As published in Unbuilt.01 by VK:a architecture
A Case for the Unbuilt | A Foreword by Michael W. Bischoff
To make a case for the unbuilt, the academic or visionary architect might frame the pursuit as the realization, in words and images, of conceptual thinking. In such a pursuit, ideas are paramount, and one is free to seek without compromise what dreams may or may not come true.
The challenge of the architect-practitioner is more complex: one must bridge the gap between dream and reality. In doing so, one establishes a different yet equally important case for the unbuilt, based on the premise that unbuilt work is a vital component of an architectural practice predicated on building.
Unbuilt work continues to fascinate us as architects because in our minds, whether physically built or not, each work exists in concept and, one might say, has been built conceptually, through the creation of scaled drawings, models, and written narratives. Unbuilt works throughout the history of our profession, including those presented herein, have been built within the mind’s eye of each individual creator.

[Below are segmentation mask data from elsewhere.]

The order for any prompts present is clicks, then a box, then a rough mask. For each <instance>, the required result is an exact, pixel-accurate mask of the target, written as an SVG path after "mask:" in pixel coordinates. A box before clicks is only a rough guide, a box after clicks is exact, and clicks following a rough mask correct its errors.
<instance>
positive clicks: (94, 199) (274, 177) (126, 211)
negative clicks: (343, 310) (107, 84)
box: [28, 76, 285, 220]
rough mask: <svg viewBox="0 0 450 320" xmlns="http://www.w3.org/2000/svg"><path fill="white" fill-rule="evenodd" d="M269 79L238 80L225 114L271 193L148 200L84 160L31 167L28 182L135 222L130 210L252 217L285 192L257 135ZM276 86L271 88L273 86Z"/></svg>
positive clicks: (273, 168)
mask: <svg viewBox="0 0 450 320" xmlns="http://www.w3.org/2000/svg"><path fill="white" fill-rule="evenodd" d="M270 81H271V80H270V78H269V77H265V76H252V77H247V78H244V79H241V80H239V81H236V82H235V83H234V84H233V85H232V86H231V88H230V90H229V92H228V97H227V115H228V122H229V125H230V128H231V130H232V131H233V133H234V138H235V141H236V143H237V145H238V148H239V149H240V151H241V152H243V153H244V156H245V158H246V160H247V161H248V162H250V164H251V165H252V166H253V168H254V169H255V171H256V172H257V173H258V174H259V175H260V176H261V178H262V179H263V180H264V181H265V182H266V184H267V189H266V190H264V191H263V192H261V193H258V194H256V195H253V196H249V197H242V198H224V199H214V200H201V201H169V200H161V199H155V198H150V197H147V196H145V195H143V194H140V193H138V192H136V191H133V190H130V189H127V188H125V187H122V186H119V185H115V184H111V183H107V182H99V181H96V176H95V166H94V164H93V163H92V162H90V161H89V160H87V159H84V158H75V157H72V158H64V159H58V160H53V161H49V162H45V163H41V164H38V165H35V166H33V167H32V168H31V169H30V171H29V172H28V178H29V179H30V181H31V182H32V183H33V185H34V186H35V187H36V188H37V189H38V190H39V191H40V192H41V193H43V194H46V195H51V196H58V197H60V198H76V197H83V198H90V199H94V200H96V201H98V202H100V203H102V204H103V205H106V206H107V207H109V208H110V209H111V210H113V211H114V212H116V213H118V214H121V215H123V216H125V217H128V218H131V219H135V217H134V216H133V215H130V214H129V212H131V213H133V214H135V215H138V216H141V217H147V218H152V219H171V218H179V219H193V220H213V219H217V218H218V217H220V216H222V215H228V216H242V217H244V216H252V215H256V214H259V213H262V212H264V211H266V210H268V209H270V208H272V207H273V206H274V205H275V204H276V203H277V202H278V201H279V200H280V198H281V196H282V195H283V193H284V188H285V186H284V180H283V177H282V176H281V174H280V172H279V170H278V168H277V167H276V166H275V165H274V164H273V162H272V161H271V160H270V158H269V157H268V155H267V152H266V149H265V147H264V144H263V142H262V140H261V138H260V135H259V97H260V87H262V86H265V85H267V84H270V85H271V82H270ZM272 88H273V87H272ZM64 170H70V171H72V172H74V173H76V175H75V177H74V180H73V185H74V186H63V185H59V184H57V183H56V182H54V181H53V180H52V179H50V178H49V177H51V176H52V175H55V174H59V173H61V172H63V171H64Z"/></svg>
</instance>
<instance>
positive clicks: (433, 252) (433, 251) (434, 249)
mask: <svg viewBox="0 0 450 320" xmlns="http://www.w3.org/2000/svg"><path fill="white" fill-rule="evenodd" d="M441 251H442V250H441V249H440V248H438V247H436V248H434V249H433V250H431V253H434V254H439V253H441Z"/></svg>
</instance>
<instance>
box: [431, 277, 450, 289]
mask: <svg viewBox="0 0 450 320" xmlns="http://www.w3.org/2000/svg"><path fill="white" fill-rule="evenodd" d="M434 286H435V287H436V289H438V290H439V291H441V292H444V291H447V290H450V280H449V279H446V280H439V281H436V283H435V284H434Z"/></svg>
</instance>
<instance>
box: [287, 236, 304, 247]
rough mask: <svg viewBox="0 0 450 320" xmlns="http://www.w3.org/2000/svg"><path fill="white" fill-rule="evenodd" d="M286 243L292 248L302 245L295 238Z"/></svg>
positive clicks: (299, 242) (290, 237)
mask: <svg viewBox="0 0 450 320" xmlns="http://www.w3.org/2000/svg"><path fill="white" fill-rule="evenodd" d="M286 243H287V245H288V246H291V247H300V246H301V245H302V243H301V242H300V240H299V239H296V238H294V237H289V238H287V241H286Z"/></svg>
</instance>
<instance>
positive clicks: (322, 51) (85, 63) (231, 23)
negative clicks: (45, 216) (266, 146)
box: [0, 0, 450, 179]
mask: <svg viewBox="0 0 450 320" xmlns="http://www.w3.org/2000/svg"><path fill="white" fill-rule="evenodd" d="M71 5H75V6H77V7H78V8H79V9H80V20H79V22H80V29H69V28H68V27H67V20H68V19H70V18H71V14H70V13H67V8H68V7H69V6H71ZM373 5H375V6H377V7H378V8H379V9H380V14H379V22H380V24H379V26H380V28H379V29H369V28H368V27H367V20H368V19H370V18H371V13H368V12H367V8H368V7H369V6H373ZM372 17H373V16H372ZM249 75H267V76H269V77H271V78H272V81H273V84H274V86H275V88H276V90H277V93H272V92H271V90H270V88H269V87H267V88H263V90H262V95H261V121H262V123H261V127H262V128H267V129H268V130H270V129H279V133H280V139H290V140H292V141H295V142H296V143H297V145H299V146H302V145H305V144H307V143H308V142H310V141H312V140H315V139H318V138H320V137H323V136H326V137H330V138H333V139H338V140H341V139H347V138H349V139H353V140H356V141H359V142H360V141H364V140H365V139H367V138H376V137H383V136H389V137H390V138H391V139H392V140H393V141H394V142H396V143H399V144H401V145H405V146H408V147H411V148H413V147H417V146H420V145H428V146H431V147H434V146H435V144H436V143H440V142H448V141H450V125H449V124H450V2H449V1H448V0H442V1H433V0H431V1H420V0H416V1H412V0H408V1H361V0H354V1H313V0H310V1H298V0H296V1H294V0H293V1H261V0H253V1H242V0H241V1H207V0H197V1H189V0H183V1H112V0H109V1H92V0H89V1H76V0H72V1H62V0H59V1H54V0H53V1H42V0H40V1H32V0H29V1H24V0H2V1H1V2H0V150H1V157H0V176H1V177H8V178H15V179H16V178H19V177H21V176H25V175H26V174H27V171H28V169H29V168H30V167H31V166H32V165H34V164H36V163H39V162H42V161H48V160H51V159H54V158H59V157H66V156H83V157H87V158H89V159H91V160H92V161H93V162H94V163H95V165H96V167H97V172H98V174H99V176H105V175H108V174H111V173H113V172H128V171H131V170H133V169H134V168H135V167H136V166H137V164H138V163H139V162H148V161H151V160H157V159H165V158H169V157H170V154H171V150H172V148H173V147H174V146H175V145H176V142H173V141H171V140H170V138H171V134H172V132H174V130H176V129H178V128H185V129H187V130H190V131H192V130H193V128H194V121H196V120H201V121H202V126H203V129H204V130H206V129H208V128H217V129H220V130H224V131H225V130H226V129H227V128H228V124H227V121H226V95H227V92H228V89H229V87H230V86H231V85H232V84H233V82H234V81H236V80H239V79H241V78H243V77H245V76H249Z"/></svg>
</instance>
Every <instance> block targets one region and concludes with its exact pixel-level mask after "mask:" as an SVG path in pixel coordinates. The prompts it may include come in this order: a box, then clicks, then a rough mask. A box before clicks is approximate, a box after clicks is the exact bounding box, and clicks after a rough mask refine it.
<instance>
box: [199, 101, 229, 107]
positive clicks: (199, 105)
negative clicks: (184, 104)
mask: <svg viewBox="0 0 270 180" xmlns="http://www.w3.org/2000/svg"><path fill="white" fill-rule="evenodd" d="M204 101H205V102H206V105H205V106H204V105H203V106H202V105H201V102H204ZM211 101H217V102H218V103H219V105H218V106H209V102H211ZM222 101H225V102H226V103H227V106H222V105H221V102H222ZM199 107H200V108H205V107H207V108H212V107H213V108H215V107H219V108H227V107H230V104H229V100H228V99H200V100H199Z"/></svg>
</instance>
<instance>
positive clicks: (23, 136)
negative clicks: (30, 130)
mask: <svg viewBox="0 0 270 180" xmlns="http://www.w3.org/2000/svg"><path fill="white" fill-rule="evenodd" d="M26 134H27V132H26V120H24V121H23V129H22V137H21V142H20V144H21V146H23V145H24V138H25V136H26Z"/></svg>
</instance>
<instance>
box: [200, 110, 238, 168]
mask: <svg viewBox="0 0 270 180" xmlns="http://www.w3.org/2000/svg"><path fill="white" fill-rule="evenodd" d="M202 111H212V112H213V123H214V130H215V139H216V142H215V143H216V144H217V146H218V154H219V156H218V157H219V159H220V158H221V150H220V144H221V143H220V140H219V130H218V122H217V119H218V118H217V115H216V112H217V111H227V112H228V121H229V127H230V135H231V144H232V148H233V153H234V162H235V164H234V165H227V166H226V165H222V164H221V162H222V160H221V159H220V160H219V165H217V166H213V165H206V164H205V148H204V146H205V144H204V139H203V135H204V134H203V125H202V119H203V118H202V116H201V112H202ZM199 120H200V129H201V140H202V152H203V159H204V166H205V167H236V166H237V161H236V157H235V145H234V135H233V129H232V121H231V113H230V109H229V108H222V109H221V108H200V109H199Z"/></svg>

It is easy to see such work as work that has been lost. Based on my personal experience, however, I like to think quite the opposite. As the provocative questions that introduce each section of Unbuilt.01 testify, while these projects may be unbuilt, the ideas at the core of the architectural exploration behind each project remain relevant and very much alive. These ideas are intrinsic to the ethos of a design community that will mine them for continued meaning and relevance in future works. The fact that a master plan or building remains unrealized does not make the thinking and inspiration behind it any less real or meaningful.
Every time and place—in this case India in the early 21st century—bears the imprint of the collective thinking of the moment in question. The work chosen for this volume represents a relatively small window into the institutional thinking and development that has made the VK Group what it is today. Though spanning just one decade out of five in VK’s collective memory, the years 2005 to 2015 are significant as a period of rapid technological and economic growth in India. This period also tracks closely with my own firm’s foray into India, starting with our own unbuilt proposal for a curvilinear office building in Hyderabad called Waverock. Despite the tech-driven economic downturn in 2008, we were fortunate to be subsequently engaged in work that has ranged from master plans to successfully completed built works and an array of unrealized competition entries for both public and private commissions. In the latter instances, we have taken solace from the fact that an idea that fails to be realized within one context has the potential to reemerge elsewhere in a new form, stronger and more capable of overcoming the many challenges that can prevent a project from coming to fruition.
It is likely that our colleagues at VK can speak to similar tribulations. After starting his practice in 1973, Vishwas Kulkarni initiated a process of design exploration that has grown and flourished for fifty years. Working with VK:u over the past two years, we have seen that our collaborators are deeply engaged in the conceptual design dialogue, expressing a shared belief that it is the realm of ideas that most compel us in our collective design efforts.
I see Unbuilt.01 as an explicit expression of this spirit and inspiration. Similarly, by virtue of its title, Unbuilt.01 signals to its audience that there is more such work to come. This book is an acknowledgement of the fact that unbuilt work is a fundamental component of our individual and collective efforts as architects. This fact behoves us to create frameworks of thinking that celebrate it, codifying our shared experiences to enrich and seed the continuing endeavour that we call the practice of architecture.
About the Author
Michael W. Bischoff
Pei Cobb Freed & Partners, NY
As a Partner at PCF, Michael dedicates his practice to the creation of meaningful and lasting environments for institutional and corporate clients in the United States and abroad. He is also the director of the firm’s ongoing efforts in India. A noted proponent of sustainable vertical urbanism, Michael lectures frequently on the topic and maintains an active role in the academic community, having served as a design critic at City College of New York, Pratt Institute, and Princeton and Harvard Universities.